Zbylut Grzywacz, nie tylko wybitny artysta malarz i arcymistrz rysunku, ale także belfer z najprawdziwszego zdarzenia zrobił takie spostrzeżenie:
Nic tak dobrze nie pokazuje różnic między ludźmi, jak łączące ich podobieństwa. To jest też nauka dla malarza, bo podobnie rzecz się ma z obrazami. Im bliższe sobie kolory, tym bardziej widać między nimi różnice - na przykład w temperaturze czy walorze. Niewielka odmienność staje się dopiero naprawdę widoczna. Kiedyś w Akademii - która od wielu lat stawia na spontaniczność, oryginalność i niepowtarzalność studenta, a wszystkie zadania traktuje jako ograniczenie wolności oraz zagrożenie akademizmem - przeprowadziłem następujący eksperyment: każdy student w mojej pracowni miał w ciągu trzech tygodni narysować możliwie najdokładniej i maksymalnie obiektywnie, z całą dotychczas zdobytą wiedzą, akademickie studium aktu. I wydawałoby się, że te rysunki będą identyczne. Otóż nigdy wcześniej tak dobrze nie miałem okazji zobaczyć, który rysunek jest czyjego autorstwa. Chociaż zawężenie oczekiwań i wyciśnięcie z każdego maksimum wysiłku mogło doprowadzić do czegoś bardzo podobnego. Potwierdziło się jednak, że indywidualność ujawnia się właśnie w tych bardzo nieraz delikatnych odchyleniach od pewnej unifikacji wartości, na przykład jednego motywu.
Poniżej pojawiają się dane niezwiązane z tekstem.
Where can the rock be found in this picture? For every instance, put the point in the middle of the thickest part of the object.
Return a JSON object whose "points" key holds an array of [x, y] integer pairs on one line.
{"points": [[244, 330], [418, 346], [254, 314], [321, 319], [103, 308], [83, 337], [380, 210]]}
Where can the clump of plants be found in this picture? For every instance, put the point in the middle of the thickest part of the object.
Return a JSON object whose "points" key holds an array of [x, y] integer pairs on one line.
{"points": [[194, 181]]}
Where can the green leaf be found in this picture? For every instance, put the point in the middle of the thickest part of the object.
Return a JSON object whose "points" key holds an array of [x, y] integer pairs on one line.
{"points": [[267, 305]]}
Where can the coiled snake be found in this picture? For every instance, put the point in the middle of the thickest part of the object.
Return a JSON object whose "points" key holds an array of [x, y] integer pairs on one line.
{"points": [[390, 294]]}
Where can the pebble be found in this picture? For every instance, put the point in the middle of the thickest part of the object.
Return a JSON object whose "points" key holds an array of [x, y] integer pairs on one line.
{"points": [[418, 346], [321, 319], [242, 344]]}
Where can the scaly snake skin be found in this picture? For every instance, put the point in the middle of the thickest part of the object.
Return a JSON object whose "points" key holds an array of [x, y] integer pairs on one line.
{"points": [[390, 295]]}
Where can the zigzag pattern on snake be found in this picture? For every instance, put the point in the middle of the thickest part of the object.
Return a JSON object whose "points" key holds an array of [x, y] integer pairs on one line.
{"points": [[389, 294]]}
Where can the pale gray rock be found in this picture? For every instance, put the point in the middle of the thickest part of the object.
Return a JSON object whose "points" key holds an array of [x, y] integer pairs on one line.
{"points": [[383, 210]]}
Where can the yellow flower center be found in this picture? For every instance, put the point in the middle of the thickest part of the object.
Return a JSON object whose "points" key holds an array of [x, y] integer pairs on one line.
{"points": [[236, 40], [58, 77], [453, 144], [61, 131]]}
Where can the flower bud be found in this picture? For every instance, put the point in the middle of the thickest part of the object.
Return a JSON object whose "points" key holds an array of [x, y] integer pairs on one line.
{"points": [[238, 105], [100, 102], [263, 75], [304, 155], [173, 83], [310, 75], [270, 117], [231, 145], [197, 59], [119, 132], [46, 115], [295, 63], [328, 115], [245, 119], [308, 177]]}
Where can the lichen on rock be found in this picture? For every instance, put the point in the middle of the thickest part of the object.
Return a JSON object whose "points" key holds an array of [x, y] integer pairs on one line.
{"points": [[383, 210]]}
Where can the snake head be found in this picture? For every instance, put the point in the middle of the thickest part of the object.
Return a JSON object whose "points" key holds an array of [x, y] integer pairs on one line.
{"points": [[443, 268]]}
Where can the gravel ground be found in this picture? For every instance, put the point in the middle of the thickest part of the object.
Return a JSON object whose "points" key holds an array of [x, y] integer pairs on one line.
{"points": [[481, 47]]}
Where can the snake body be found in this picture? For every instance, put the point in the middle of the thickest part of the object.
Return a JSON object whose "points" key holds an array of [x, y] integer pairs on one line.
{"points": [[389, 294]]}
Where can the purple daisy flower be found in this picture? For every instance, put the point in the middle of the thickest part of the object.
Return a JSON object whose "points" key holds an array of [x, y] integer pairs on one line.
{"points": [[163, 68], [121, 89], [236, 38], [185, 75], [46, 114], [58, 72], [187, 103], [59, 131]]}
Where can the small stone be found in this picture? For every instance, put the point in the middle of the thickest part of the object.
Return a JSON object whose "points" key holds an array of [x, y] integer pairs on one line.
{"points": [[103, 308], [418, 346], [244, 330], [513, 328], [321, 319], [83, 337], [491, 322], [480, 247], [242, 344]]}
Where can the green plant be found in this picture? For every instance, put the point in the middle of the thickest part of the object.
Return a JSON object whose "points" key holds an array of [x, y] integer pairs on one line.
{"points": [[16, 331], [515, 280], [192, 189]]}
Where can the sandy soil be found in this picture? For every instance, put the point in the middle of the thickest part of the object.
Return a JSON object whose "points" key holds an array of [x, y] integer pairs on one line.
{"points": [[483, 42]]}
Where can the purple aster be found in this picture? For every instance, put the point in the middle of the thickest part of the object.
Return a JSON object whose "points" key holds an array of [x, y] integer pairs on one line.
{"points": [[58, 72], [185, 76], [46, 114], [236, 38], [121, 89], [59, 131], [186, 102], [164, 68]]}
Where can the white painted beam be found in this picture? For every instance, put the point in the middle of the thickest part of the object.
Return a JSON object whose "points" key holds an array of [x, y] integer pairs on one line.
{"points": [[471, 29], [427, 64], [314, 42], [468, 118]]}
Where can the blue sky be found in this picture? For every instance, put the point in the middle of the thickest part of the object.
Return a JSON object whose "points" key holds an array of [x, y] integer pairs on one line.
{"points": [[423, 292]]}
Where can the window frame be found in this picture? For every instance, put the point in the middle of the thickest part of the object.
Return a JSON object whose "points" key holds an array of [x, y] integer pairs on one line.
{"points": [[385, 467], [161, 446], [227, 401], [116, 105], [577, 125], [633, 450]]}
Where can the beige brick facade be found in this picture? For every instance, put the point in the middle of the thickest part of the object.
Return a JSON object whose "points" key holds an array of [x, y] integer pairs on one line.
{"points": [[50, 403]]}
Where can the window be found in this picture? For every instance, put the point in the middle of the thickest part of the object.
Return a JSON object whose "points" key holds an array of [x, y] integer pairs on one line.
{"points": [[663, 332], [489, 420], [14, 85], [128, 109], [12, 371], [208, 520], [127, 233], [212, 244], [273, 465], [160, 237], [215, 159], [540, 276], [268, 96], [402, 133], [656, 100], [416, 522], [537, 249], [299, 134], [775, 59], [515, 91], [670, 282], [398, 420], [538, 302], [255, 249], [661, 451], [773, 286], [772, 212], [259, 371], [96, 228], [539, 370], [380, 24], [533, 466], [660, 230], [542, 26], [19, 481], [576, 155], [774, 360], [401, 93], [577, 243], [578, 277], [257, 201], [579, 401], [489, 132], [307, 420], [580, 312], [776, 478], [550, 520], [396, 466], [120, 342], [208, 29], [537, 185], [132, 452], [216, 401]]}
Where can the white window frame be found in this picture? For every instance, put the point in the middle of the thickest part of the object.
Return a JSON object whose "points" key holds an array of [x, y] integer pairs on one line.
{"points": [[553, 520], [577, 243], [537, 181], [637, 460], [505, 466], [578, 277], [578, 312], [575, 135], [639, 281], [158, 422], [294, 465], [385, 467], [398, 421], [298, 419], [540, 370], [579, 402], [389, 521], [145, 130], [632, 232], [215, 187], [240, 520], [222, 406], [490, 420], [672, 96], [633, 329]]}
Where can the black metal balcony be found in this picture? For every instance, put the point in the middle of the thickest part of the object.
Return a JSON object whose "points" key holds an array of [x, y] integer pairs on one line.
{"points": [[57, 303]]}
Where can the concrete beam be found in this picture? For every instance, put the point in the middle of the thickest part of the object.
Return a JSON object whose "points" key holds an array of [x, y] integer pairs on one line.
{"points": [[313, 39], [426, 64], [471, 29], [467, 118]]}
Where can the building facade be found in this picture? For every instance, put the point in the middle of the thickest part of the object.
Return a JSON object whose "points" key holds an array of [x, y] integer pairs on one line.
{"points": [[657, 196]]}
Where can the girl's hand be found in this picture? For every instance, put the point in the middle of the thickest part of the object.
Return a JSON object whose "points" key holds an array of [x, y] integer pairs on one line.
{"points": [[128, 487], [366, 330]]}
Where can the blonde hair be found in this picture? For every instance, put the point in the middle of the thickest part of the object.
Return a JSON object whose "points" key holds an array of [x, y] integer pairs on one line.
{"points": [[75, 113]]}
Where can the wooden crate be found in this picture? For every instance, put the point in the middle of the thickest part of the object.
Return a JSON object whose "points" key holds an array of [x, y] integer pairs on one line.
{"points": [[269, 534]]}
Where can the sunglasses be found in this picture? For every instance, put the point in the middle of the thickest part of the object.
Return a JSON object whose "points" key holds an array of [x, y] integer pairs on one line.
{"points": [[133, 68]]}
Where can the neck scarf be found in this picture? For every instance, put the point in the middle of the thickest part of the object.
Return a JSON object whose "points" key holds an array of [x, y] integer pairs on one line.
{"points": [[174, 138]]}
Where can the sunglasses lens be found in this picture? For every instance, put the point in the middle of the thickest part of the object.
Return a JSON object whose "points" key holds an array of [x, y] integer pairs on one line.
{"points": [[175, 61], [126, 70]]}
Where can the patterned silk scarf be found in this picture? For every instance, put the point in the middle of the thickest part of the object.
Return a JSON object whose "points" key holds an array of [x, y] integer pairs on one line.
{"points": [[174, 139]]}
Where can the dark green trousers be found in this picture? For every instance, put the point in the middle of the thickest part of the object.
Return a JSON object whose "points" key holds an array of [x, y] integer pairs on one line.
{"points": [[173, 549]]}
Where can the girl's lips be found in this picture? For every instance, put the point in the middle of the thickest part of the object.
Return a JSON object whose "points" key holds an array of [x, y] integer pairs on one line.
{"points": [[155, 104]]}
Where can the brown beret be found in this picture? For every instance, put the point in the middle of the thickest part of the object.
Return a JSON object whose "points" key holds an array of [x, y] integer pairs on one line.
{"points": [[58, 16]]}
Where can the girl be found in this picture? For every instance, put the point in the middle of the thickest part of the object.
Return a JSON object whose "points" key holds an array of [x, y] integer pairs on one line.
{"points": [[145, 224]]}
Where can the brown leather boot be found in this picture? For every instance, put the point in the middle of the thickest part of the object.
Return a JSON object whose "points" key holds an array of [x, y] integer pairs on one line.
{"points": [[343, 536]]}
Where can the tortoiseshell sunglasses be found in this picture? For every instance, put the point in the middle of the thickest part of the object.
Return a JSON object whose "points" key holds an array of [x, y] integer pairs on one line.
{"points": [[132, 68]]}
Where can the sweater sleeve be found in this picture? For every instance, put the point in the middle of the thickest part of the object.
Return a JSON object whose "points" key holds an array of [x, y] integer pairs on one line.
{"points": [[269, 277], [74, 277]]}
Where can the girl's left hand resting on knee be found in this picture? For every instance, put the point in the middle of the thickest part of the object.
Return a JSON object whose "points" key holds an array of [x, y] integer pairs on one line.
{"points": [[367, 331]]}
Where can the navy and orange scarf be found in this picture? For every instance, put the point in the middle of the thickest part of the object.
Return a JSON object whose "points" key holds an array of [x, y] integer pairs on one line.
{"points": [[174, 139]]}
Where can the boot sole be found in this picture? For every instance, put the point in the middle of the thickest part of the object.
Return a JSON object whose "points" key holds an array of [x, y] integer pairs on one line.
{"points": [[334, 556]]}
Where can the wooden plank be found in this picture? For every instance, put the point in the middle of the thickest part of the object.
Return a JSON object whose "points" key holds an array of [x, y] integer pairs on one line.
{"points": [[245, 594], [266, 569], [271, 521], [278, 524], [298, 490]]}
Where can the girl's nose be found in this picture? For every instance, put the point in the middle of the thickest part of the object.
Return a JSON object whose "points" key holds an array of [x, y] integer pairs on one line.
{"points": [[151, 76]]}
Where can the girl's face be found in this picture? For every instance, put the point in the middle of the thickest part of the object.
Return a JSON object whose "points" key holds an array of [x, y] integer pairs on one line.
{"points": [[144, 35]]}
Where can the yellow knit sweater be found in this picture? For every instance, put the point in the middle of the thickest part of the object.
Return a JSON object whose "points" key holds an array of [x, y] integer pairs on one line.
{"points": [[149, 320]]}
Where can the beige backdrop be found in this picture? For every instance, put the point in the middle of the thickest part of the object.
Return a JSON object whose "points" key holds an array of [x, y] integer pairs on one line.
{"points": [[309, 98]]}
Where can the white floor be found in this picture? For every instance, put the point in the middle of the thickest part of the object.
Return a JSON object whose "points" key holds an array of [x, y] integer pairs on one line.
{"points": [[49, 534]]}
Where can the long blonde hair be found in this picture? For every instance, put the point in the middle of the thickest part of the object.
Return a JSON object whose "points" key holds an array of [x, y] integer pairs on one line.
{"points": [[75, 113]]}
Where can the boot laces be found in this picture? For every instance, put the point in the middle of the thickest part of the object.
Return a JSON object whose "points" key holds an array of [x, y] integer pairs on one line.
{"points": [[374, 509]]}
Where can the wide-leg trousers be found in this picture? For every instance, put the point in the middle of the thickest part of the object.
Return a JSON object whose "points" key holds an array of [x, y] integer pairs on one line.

W zebranych w jednym tomie "esejach i wykładach o sztuce oraz tekstach o dydaktyce artystycznej", jak informuje podtytuł, i wydanych pod wspólnym tytułem "O rysowaniu. Widzieć. Wiedzieć. Wyrażać" 14 lat po śmierci artysty i nauczyciela tych, których celem, aspiracją, marzeniem, przeznaczeniem było artystą zostać, widać, jaki ogrom wiedzy potrzebny jest, by człowieka z plastycznym talentem wykształcić na tyle, by mógł swój talent autonomicznie wyrazić, by "widział, wiedział i wyrażał" i ze studenta sam stawał się mistrzem.
Talent, to nie tylko to, co się ma niejako z "boskiego nadania", to coś, co podlega nieustającej obróbce, nauce, ćwiczeniu, dbaniu o rozwój... Talent - ta z rzadka rozbłyskająca "iskra boża", - to w ogóle skomplikowana sprawa. W starożytnej Grecji była to waga srebra. Ale też ciężar. Kto - w przenośni - dostawał talent(y) do kołyski, ten był obdarowany awansem i to wydaje się na pierwszy rzut oka niesprawiedliwe. Tylko że bogowie rozdzielali sprawiedliwie, komu dawali talent, temu, jak wierzono, nie dawali szczęścia.
Szczęścia w zwyczajnym życiu, bo szczęście do nauczycieli wydobywających ze szczęściarza obdarzonego talentem, prowadzących go mistrzów, sytuacji naprowadzających go na właściwą drogę, szczęśliwych koincydencji powinien mieć. I to niemało. Talent to kapitał na początek z niepewnym rezultatem końcowym. Łatwiej zaprzepaścić talent, niż go pomnożyć. I to tak pomnożyć, żeby nie stracić twarzy. Talent to wprawdzie bogactwo jakimś cudem odziedziczone w spadku po jakichś czasami znanych, ale częściej nieznanych przodkach, lecz bogactwo zobowiązujące do uczciwego obchodzenia się z nim. Bo, jak podkreśla Grzywacz, "to, co wydawać by się mogło jedynie kwestią wyboru konwencji artystycznej, jest w gruncie rzeczy równoznaczne z przyjęciem określonej postawy i światopoglądu. Że estetyka i etyka nie tylko w kwestiach rzetelności warsztatowej się spotykają".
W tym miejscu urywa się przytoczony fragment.